そしてNHKアーカイブで司馬遼太郎さんのことが紹介されていました。
出版社からしきりに書くように勧められていた「ノモウハン事変」のことで、山ほどの資料を集めています。
「これを書いたら死んじゃう」と生前、言っていたらしいです。
軍が民をどのように扱ったかのメモのようなものでしょうか?
司馬さんは、20代の頃、「日本人はなんでこんなにバカになったのか?」と思っていたそうです。日本が滅びなかったのは、昔の日本人がとても優秀だったから…。
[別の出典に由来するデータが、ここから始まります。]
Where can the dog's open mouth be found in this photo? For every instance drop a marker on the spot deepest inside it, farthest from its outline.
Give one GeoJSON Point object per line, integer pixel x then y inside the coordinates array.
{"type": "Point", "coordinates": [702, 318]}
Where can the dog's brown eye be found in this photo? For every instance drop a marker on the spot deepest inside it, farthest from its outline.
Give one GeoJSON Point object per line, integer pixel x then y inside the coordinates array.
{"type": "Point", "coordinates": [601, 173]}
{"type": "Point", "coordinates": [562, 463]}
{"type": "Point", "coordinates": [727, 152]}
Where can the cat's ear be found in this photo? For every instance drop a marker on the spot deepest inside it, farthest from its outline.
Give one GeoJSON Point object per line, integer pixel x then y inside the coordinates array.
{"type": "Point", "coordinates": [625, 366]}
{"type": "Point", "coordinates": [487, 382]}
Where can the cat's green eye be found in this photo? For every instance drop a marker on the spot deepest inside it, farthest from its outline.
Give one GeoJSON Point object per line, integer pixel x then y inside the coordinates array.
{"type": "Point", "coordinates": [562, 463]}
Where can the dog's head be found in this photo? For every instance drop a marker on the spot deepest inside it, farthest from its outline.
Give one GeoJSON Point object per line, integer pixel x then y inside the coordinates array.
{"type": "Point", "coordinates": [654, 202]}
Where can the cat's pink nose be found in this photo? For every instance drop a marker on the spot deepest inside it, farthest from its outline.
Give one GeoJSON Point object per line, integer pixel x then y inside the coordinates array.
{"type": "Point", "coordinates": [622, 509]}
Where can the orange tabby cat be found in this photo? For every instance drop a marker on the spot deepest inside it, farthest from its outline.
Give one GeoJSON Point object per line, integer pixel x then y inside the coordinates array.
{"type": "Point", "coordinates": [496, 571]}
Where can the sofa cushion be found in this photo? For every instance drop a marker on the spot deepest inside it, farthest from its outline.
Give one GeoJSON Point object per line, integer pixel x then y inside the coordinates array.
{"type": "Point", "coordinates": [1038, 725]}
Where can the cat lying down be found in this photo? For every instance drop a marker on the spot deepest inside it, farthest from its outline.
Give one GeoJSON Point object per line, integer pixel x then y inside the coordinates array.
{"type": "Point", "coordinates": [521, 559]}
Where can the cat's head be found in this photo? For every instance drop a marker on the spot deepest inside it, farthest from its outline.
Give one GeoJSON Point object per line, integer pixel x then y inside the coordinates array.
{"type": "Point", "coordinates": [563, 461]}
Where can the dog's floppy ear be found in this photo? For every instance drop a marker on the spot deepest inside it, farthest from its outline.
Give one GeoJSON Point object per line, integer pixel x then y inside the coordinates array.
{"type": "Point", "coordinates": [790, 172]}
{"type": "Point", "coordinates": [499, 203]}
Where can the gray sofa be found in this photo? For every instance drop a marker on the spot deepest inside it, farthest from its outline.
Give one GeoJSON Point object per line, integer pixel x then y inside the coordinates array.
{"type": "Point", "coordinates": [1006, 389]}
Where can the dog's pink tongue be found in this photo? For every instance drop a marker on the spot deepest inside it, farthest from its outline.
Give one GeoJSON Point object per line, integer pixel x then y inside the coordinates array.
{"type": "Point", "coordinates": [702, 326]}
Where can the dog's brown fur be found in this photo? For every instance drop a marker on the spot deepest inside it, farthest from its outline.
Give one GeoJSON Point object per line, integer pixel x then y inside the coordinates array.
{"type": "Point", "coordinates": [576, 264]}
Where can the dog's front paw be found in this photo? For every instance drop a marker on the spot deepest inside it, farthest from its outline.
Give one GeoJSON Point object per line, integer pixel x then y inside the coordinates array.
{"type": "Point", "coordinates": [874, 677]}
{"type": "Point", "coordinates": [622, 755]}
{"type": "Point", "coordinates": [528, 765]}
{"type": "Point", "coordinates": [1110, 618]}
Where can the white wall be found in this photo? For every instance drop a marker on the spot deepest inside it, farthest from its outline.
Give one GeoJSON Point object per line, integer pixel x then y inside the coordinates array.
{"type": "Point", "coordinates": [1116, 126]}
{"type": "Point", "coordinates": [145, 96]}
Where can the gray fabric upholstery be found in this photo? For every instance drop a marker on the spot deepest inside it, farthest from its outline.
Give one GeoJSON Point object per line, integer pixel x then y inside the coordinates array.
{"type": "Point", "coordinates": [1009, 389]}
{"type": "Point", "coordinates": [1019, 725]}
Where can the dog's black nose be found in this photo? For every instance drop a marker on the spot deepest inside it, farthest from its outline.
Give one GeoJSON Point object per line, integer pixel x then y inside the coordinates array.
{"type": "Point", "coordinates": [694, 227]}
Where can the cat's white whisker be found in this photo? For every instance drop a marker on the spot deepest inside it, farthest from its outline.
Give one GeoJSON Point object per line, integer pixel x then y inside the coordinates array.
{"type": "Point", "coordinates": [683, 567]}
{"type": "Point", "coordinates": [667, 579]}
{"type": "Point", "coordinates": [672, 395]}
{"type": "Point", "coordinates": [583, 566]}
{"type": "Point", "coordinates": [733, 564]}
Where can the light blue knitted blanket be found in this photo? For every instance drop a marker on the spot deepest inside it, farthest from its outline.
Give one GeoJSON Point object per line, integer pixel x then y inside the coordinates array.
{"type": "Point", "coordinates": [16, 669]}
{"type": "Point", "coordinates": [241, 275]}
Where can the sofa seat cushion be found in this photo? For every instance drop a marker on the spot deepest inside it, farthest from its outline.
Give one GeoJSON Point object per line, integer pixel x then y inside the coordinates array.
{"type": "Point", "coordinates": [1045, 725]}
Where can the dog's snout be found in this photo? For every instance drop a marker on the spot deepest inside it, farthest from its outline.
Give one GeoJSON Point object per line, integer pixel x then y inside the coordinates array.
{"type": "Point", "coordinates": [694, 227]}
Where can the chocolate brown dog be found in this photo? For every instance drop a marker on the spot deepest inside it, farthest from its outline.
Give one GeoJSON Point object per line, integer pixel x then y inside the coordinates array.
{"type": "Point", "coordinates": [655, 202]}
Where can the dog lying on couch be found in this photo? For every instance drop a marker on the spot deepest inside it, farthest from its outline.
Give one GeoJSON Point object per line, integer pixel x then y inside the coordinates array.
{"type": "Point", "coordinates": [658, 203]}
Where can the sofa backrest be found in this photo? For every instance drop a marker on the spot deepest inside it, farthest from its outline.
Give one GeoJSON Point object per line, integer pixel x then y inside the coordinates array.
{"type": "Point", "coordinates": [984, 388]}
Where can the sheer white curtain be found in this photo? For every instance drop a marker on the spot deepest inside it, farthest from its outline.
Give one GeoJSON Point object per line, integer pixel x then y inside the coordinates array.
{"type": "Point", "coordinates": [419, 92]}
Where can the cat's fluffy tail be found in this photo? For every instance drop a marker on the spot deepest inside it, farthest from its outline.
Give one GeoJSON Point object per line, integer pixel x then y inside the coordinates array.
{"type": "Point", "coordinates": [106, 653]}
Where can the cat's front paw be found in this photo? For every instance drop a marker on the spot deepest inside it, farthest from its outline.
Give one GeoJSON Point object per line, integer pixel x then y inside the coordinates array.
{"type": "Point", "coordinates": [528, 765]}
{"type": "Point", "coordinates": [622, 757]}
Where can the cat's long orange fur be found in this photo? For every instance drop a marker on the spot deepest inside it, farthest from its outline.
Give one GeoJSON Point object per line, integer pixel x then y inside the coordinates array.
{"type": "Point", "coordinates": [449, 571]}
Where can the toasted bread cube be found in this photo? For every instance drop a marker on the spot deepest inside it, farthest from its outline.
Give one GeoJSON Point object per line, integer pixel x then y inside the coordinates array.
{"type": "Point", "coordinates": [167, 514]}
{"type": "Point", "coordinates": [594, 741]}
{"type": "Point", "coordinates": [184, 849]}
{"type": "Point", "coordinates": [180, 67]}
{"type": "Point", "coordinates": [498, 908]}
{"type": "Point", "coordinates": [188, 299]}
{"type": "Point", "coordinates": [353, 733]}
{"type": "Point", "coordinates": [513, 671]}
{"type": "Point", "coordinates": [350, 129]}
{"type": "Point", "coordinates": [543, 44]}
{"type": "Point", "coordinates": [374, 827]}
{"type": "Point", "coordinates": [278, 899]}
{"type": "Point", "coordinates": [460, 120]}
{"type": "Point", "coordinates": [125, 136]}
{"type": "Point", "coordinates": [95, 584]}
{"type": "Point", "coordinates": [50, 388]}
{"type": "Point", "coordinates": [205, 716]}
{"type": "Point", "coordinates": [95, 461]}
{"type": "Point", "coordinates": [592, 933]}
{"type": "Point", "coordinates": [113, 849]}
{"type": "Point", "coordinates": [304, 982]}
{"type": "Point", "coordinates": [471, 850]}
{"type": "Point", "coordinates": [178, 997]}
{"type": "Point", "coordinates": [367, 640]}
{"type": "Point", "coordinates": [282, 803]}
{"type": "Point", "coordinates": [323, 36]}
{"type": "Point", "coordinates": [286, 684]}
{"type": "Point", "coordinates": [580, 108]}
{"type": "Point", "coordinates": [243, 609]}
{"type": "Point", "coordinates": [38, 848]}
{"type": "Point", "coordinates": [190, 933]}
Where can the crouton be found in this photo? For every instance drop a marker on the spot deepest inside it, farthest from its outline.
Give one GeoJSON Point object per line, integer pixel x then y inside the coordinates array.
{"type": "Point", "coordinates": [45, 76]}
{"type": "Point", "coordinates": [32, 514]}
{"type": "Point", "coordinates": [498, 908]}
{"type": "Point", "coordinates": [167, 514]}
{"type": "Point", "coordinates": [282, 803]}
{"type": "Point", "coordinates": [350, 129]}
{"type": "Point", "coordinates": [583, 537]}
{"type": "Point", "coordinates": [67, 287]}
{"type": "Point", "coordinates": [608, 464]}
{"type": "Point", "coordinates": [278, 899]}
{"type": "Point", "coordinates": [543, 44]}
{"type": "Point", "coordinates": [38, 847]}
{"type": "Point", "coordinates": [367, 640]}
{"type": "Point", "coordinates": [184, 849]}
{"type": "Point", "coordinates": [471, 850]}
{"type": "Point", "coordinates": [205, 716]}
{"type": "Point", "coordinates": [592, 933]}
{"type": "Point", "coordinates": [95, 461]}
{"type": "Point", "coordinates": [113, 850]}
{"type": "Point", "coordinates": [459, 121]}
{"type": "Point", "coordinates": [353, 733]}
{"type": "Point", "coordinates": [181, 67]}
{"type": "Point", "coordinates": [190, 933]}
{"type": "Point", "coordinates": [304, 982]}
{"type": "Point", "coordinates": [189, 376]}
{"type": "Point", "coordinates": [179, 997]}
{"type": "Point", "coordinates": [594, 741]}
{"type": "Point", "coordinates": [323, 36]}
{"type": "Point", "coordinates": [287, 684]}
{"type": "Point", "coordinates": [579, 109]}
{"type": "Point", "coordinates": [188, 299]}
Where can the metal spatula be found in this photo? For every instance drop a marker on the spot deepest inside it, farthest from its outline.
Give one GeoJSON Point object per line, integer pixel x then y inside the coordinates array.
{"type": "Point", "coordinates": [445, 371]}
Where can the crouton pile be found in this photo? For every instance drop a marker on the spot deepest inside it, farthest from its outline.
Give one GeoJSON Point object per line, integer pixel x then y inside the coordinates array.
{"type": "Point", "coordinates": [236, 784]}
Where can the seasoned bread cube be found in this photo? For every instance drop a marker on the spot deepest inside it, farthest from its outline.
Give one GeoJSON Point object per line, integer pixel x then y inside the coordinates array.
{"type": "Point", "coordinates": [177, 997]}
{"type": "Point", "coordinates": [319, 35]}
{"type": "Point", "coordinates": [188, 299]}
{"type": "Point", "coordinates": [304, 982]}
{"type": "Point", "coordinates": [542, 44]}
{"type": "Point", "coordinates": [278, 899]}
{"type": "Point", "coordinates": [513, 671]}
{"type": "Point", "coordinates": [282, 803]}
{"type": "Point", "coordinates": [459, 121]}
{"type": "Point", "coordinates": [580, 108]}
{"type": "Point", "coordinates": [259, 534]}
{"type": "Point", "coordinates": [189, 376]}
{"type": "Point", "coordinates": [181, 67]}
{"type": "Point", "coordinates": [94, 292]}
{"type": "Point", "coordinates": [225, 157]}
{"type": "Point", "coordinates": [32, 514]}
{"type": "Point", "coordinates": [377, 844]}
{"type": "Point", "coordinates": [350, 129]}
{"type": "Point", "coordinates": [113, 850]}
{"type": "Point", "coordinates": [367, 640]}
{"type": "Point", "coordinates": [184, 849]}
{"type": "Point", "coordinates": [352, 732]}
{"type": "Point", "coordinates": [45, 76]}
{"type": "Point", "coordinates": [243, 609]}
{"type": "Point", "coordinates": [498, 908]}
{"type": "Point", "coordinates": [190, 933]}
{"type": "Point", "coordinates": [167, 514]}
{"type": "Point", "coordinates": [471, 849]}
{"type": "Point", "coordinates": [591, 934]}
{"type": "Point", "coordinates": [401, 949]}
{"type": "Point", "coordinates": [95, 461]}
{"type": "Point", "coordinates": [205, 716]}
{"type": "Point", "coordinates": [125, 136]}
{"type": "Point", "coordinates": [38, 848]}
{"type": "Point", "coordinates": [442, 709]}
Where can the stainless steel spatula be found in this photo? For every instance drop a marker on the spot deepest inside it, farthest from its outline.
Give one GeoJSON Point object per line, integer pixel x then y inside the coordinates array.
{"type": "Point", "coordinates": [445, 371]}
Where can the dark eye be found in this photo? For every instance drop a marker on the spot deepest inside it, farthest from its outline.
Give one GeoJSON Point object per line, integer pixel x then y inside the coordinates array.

だから歴史を調べるようになったらしいです。

わたしも30年前のタイムカプセルに再会して、こう思いました。
これはもう、ある種の古文書です。
現代は、漢字も簡素化され、名調子の言い回しも聞けなくなった。

現代人は、言葉を議論して闘うことはしても、コミュニケーションとしてのしゃべる言葉が下手になっているんじゃないかって感じたのです。
夫婦ですら、相手の言葉が通じず、理解できなくなっている、いわゆる痴呆という現象かも知れない、と。私は対話としての喋る言葉がずいぶんと下手になったなぁと自分でも思います。

最近、『日本はいいな的』な番組が多いのだけれど、やればやるほど、何かを誤魔化されている気もするのです。
日本において個人で豪邸を建てられるのは、外資系企業で働く在日欧米人であること。
こんなに一生懸命働いても、信じられないほど使い勝手の悪い家のリフォームや、小さな家すら建てられない日本人のイメージと対照的でした。
なぜ?

1 thoughts on “本のリクエスト

  1. pekapeka 投稿作成者

    これもまた、図書館で見つけたのだが、
    サンドラブロックの『ヤァヤァ・シスターズの聖なる秘密』
    母と娘のバトルが面白く、やがて知り、理解して、和解する。
    通じ合わないのなら、真正面から気持ちをぶつけてみるというのも手だと思う。

    『毒になる親』という本の後半に、自分の気持ちを手紙にして書いてみるというのがあって、実行してみた。返事は、…なし。
    同じ家の別棟に(あっちが本家)、私より一つ年上の従姉がいて、私の幼い時は、こうだったという手紙を書いたら、そんなことがあったの全く気が付かなかったと驚いていた。
    そして、自尊心の低さが改善されたと思っている。